To give you some idea of what to expect from above libraries, I compiled a comparison of invoice renderings. These three pictures are made from the same HTML 5 source which utilizes CSS Flexbox to position “Seller” and “Buyer” sections next to each other. It has also some table formatting:
As you can see, none of the free PHP libraries understood CSS Flexbox. mPDF and TCPDF had some problems with painting the table. For Dompdf, making the “Seller” and “Buyer” sections the old-school way with
<table> should be enough to have a proper result.
Native PHP solutions were not enough for me, so I decided to use an external tool backed by a fully functional WebKit rendering engine. My employer was already using wkhtmltopdf which supported everything I needed: SVG images, multi-page tables, headers and footers with page numbers and section names, automatic bookmarks.
Then I got familiar with PhantomJS, which was used mainly to conduct automatic browser tests in a headless mode (without the browser window). It could also capture PNG and PDF screenshots. PhantomJS used a newer version of the WebKit engine. However, the project is suspended now.
In 2017, Google announced that Chrome can run in a headless mode. This means you can utilize the latest Blink rendering engine to convert HTML/CSS to PDF from your command line. This is perfect for rendering really complex documents utilizing latest web standards.
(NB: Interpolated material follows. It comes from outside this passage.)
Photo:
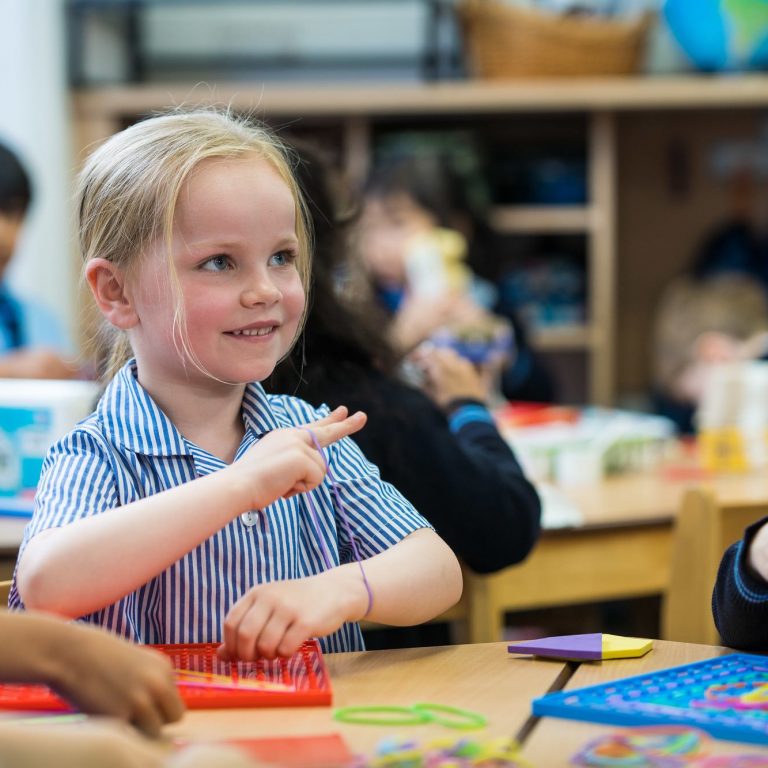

The document looks exactly the same in your browser and in the final PDF file which makes development a lot easier.
Two other tools I discovered are WeasyPrint and Prince. The first one is an open source project backed by donations. Prince is an advanced, paid tool for commercial purposes, including book publishing. Its free version places a watermark on every page. You can use Prince through the DocRaptor API.
Connecting PHP with external tools
The easiest way would be to execute an external tool as a shell command. You can do it with PHP functions like
proc_open, but it’s not very convenient.
I recommend using symfony/process library and utilize standard streams whenever applicable. A process should accept input HTML through STDIN and send the resulting PDF via STDOUT. See this article to know Symfony Process better.
For Chrome, consider using Browserless. You can choose between a free Docker image with pre-configured Chrome with dependencies, or a paid SaaS platform to convert your HTMLs to PDF. With the Docker image, it is really easy to send HTML and receive PDF via HTTP.
You can also try the Chrome PHP library which connects to the Chrome executable and gives you full control over printing the PDF, like setting headers and footers. Another common way to deal with Chrome is via Puppeteer or overlays which offer additional printing functions: Paged.js and Vivliostyle.
There is a wide choice of PHP libraries and external tools which can be used to dynamically create PDF files. You should choose a combination which suits your business needs. For simple documents, you don’t need a complex rendering engine. Save disk space, CPU and RAM!
Please also remember that many tools are developed by the Open Source community and receive little commercial support. They can be abandoned at any time or they might not support newest PHP version from day one (which can impede migrating the rest of your app). And your dependencies have dependencies too, so take a look at
composer.json when picking a library.